From the edge of oblivion following a summer of financial discontent to keeping his side in League One by the skin of their teeth, and now winning the title.
It has been some stint in charge of Wigan Athletic for Leam Richardson, who finally got over the line with his Latics side on Saturday after a poor run of form saw them forced to wait for their return to the Championship.
But how did an assistant who was not even sure he wanted to be a manager, eventually get the job at the helm to lead the Latics back to English football’s second tier?
BBC Sport took a look at how the 42-year-old brought such joy to the club after the misery of administration and relegation.
- Wigan promoted as League One champions
- Wyke thanks Richardson for ‘saving life’ after cardiac arrest
Starting his managerial pathway
Richardson’s pathway into management began as he acted as caretaker manager of Accrington Stanley after John Coleman left for Rochdale in January 2012.
It was here that he linked up with Paul Cook for the first time after he was appointed Stanley’s manager the following month, but he eventually took over from Cook in October of that year when Cook departed for Chesterfield.

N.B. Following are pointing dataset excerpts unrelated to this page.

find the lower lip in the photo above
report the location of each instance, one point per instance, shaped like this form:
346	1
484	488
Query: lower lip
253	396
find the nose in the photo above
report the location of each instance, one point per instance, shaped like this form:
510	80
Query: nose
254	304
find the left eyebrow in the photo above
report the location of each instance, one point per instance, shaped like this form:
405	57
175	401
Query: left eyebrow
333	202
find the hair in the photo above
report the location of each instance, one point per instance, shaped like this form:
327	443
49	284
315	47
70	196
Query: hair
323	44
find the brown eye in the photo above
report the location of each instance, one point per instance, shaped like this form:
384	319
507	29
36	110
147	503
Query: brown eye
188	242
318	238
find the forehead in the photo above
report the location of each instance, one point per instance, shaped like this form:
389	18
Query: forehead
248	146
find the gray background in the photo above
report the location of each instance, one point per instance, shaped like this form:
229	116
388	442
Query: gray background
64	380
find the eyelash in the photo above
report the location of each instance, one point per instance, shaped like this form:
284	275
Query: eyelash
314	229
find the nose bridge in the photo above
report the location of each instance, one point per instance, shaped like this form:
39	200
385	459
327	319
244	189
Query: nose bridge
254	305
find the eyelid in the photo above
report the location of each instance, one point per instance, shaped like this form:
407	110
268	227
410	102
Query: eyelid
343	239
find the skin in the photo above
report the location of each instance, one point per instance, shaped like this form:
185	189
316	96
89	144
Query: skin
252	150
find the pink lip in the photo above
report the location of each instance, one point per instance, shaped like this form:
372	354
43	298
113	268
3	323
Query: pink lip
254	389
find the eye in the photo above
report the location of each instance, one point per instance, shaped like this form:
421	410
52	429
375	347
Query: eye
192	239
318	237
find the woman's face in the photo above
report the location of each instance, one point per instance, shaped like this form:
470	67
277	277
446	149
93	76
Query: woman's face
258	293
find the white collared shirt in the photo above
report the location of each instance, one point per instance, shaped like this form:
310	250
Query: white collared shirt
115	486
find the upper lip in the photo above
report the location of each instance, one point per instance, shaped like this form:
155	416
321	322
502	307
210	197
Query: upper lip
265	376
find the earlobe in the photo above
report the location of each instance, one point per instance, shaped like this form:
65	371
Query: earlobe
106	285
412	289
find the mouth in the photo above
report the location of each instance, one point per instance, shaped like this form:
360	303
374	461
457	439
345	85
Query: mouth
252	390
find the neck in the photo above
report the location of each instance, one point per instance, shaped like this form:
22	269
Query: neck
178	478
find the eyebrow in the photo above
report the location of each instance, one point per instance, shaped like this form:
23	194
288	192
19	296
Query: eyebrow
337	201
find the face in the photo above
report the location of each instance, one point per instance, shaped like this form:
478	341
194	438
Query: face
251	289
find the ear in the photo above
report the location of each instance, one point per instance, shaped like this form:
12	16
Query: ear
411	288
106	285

Having originally led the club on a caretaker basis again, Richardson, then 32-years-old, was appointed on a two-and-a-half-year deal while still registered as a player.
Despite a torrid 2012-13 campaign which saw them bottom of the Football League by March, Richardson led Stanley to five wins from their final eight games to keep them in League Two.
He then left the club to rejoin Cook as his assistant at Chesterfield, and then followed him to Portsmouth where they won promotion to League One in 2017.
That summer he arrived at the Latics, where he has been ever since. In his first campaign at the club as Cook’s assistant, Wigan won promotion from League One and soon followed relative stability in the Championship.
That was, of course, until the summer of 2020.
Taking on a massive challenge
Wigan may not have been at the top of people’s list of clubs which might enter financial trouble in light of the coronavirus pandemic.
However, when their then-Hong Kong owners pulled out of the club, administration followed, and despite a valiant effort to remain in the Championship, the Latics suffered the drop at the end of the protracted 2019-20 season.
Cook left the club – along with much of the club’s squad – amid the financial turmoil and later joined Ipswich as their manager.
However, Richardson did not follow him to the Tractor Boys, instead opting to stay with the Latics initially in a caretaker role before John Sheridan took over for a short spell with the club.
Speaking to BBC Radio Manchester, Richardson said: “I don’t say this flippantly. I’ve been a member of staff at football clubs and I know how hard you’ve got to work to support the manager and I know you’ve got to work to be successful.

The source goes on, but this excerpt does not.